Je me souviens de la leçon inaugurale de Roland Barthes à son séminaire de l’École pratique des hautes études : nous étions rassemblés en l’attendant comme le Messie, celui qui allait nous délivrer la vérité et nous donner de quoi remplir notre besace de pensée ; nous avions tous le stylo prêt à noter des phrases, des formules et des analyses que nous pourrions réutiliser lors de tel ou tel examen… Il est entré, discrètement, nous a regardés avec un fin sourire aux lèvres et, de sa voix douce et chantante, nous a dit : « Vous êtes tous là en attendant que je vous donne des noisettes… Mais sachez bien que, durant toute cette année, je ne serai que votre casse-noisette. »

Cette leçon, au sens le plus fort, m’est restée comme une injonction à ne pas confondre l’accumulation de savoirs et la connaissance, la quantité et la qualité, le savoir-faire et le talent, ou (comme Don Giovanni) le nombre (la « liste ») et le désir. Mais la connaissance, la qualité, le talent, le désir — qui sont quelques-uns des prénoms de la beauté — ne s’exercent pas dans cet absurde zapping auquel nous sommes trop souvent soumis, bien évidemment par la télévision d’abord mais aussi par des initiatives dont le projet a priori sympathique peut vite être un nouveau consumérisme.

Et puisque nous arrivons à la période des festivals, écouter un concert, un récital ou un opéra sous les arbres, devant de vieilles pierres ou au bord d’un lac a quelque chose de fort qui nous (re)lie à la Nature ou au passage du temps, pourvu qu’on ne se sente pas obligé d’enchaîner un concert à un autre, un festival derrière l’autre. Car il faut prendre le temps de laisser la musique résonner jusqu’au fond de soi, il faut l’écouter, la respirer, la fréquenter, l’éprouver, et ne pas la recouvrir aussitôt par une autre. Il faut l’entourer de silence pour qu’elle parle.

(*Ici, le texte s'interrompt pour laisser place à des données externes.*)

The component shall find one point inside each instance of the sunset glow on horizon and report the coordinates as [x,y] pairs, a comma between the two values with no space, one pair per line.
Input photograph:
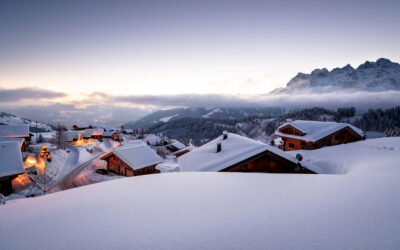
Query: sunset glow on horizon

Tout au long de l’année, vous qui êtes des passionnés de musique, vous « courez » les concerts ou les opéras, vous voulez tout entendre et tout voir, le dernier disque de Renaud Capuçon ou de Cecilia Bartoli, le dernier DVD de Natalie Dessay, vous voulez savoir ce qu’on jouera en novembre ou en février, qui dirigera quoi, quel sera le dernier lieu à la mode (car la musique aussi a ses modes), quel nouveau pianiste ou quelle soprano il faudra découvrir… Je le sais bien, la passion a ces exigences, c’est une gourmandise et c’est bien ainsi, mais à condition qu’elle ne devienne pas une boulimie : si vous êtes amateur de bons vins, vous allez en goûter un, deux, trois ; au-delà, vous prenez le risque non seulement de l’ivresse mais surtout de l’indifférenciation. Rossini, amateur en tous genres, décrivait ainsi la manière de déguster un bon vin : « D’abord, on le regarde ; ensuite, on le hume ; enfin, on en parle. »

La musique non plus ne peut s’accommoder d’un incessant tourbillon ; elle a besoin d’être aimée avec des égards, des paroles pour décliner son amour mais aussi de ce prolongement dans le silence, ce que disait joliment Sacha Guitry : « Le silence qui suit Mozart est encore du Mozart. » Alors, si vous profitiez de cet été pour boire ce silence qui vous rendra ensuite les papilles des oreilles plus sensibles ? Quand on aime vraiment, il n’y a pas de risque à s’éloigner un peu pour faire revenir dans la mémoire, dans la méditation, comme une rumination intime, ce qui s’est décanté et a laissé des traces, c’est-à-dire retrouver l’essentiel.